The intra-rater reliability was calculated by re-assessment after 3 weeks, and the ICC value was 0.991 with a 95% confidence interval ranging between 0.981 and 0.996, which indicates excellent reliability. The correlation coefficients followed the cut-off limits of Koo and Li [17], and the high F-value (220.9) also indicates strong consistency in measurements between the two occasions.

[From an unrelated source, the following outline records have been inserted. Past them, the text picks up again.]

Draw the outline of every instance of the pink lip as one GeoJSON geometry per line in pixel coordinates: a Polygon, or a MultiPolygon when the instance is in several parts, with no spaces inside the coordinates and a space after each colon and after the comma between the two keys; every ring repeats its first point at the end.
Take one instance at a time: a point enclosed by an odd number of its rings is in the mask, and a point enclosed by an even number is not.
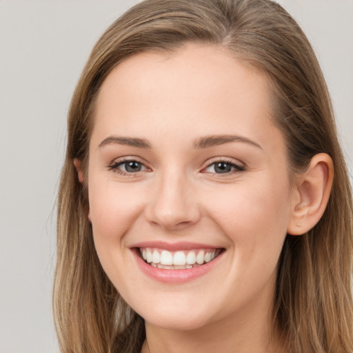
{"type": "MultiPolygon", "coordinates": [[[[137,248],[158,248],[165,249],[165,247],[161,247],[161,244],[157,246],[154,242],[153,245],[149,245],[148,246],[137,246],[134,248],[132,248],[131,250],[137,261],[138,266],[145,274],[148,276],[150,278],[152,278],[152,279],[170,284],[188,282],[201,276],[203,276],[204,274],[206,274],[210,272],[212,268],[214,268],[214,266],[217,265],[224,254],[224,252],[221,252],[212,261],[205,263],[201,266],[185,270],[164,270],[162,268],[154,268],[146,263],[143,259],[141,258],[139,255],[139,250],[137,248]]],[[[210,245],[201,246],[200,244],[199,244],[198,248],[203,249],[214,248],[210,248],[210,245]]],[[[181,248],[185,249],[185,247],[178,247],[179,250],[181,248]]],[[[192,247],[190,248],[195,249],[196,248],[192,247]]],[[[169,249],[170,249],[170,248],[169,248],[168,250],[169,249]]]]}
{"type": "Polygon", "coordinates": [[[165,241],[143,241],[137,243],[129,247],[132,248],[157,248],[168,251],[190,250],[192,249],[219,249],[219,246],[213,246],[210,244],[201,244],[200,243],[167,243],[165,241]]]}

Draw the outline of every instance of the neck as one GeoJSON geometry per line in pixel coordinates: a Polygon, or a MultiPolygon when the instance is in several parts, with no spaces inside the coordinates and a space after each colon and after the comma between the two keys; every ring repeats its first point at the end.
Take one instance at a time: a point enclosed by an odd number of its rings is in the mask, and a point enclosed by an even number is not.
{"type": "Polygon", "coordinates": [[[279,331],[272,330],[270,312],[243,311],[192,330],[161,328],[146,322],[141,353],[285,352],[279,345],[279,331]]]}

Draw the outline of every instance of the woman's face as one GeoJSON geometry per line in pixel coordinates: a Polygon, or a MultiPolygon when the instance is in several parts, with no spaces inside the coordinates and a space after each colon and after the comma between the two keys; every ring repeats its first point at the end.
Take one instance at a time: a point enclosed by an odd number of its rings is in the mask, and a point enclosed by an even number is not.
{"type": "Polygon", "coordinates": [[[151,325],[268,314],[294,198],[267,83],[196,44],[133,56],[103,83],[89,217],[104,270],[151,325]]]}

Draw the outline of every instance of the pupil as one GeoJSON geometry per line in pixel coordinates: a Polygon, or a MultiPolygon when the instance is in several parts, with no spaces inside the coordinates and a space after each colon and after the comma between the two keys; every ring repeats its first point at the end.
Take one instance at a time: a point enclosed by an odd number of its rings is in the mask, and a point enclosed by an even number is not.
{"type": "Polygon", "coordinates": [[[125,169],[127,172],[134,172],[141,170],[141,163],[139,162],[128,162],[125,163],[125,169]]]}
{"type": "Polygon", "coordinates": [[[214,165],[214,170],[216,173],[228,173],[231,169],[232,167],[228,163],[220,162],[214,165]]]}

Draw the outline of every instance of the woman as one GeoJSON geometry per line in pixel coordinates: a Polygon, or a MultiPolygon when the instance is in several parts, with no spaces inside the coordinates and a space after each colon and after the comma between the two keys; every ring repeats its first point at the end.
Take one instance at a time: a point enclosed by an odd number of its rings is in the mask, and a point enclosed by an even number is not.
{"type": "Polygon", "coordinates": [[[335,131],[312,49],[276,3],[126,12],[69,112],[62,351],[352,352],[352,196],[335,131]]]}

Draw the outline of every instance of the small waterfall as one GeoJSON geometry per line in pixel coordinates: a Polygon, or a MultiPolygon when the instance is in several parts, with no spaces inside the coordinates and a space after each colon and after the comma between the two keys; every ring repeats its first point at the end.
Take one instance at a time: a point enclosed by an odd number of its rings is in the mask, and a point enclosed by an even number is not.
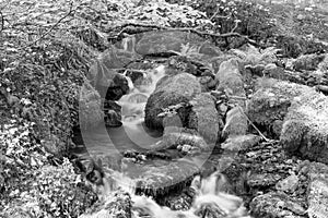
{"type": "MultiPolygon", "coordinates": [[[[202,207],[210,206],[216,211],[219,210],[224,218],[250,218],[241,197],[222,192],[225,183],[226,179],[220,172],[214,172],[204,179],[197,175],[191,182],[191,189],[195,190],[196,196],[191,208],[187,211],[171,210],[160,206],[150,197],[132,194],[133,208],[141,209],[143,214],[155,218],[199,218],[200,216],[197,214],[202,207]]],[[[139,217],[136,211],[134,216],[139,217]]]]}
{"type": "Polygon", "coordinates": [[[122,128],[127,136],[139,147],[148,149],[159,142],[159,135],[143,125],[144,108],[149,96],[155,90],[156,83],[165,75],[165,65],[161,64],[144,73],[141,84],[133,85],[129,76],[130,93],[122,96],[118,104],[121,106],[122,128]],[[153,133],[153,134],[152,134],[153,133]],[[157,136],[153,136],[157,135],[157,136]]]}

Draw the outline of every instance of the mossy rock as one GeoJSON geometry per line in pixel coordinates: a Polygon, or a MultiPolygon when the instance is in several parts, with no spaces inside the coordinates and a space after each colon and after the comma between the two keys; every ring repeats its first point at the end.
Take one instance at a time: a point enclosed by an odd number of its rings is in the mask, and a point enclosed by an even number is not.
{"type": "Polygon", "coordinates": [[[249,207],[254,217],[261,218],[304,218],[306,213],[305,208],[300,202],[297,202],[297,199],[293,199],[284,193],[276,192],[269,192],[255,197],[249,207]]]}
{"type": "Polygon", "coordinates": [[[237,59],[223,61],[220,64],[215,78],[219,81],[218,89],[223,89],[232,96],[241,97],[242,99],[236,98],[231,99],[231,101],[244,108],[245,101],[243,98],[246,97],[246,93],[237,59]]]}
{"type": "MultiPolygon", "coordinates": [[[[165,76],[159,81],[156,89],[147,101],[145,125],[151,129],[163,129],[163,118],[159,117],[163,109],[177,104],[188,104],[200,92],[201,86],[194,75],[180,73],[165,76]]],[[[187,111],[179,111],[179,117],[183,123],[186,122],[187,111]]]]}
{"type": "Polygon", "coordinates": [[[283,147],[293,155],[328,164],[328,98],[306,93],[289,108],[280,136],[283,147]]]}
{"type": "Polygon", "coordinates": [[[258,90],[247,104],[247,116],[251,122],[276,136],[280,135],[281,128],[276,128],[274,123],[283,121],[293,99],[304,93],[315,93],[308,86],[273,78],[261,80],[258,84],[258,90]]]}
{"type": "Polygon", "coordinates": [[[209,144],[215,144],[220,135],[220,118],[212,95],[201,93],[192,99],[188,128],[195,129],[209,144]]]}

With the findings in this study, we can reject the null hypothesis. The modified SPC method resulted in wider and longer residual clefts with increased area in comparison with the groups operated with the original SPC method. The different age for assessment, that is, the time elapsed after SPC, is considered one probable reason for an anteriorly wider residual cleft in GBG2 compared with GBG3. The hypothesis is that the increased dimension of the residual cleft in the GBGmod group is assumed to require more invasive HPC surgery. This may in turn lead to clinical consequences such as impaired speech, maxillofacial growth and, hence, potentially increase the need for orthognathic surgery.
Additional studies are planned to evaluate the long-term consequences on maxillofacial growth and speech from the more invasive HPC surgery.
The main author wishes to express sincere gratitude to Adnan Noor Baloch, statistician, for valuable guidance and assistance in performing the statistical analyses for this study.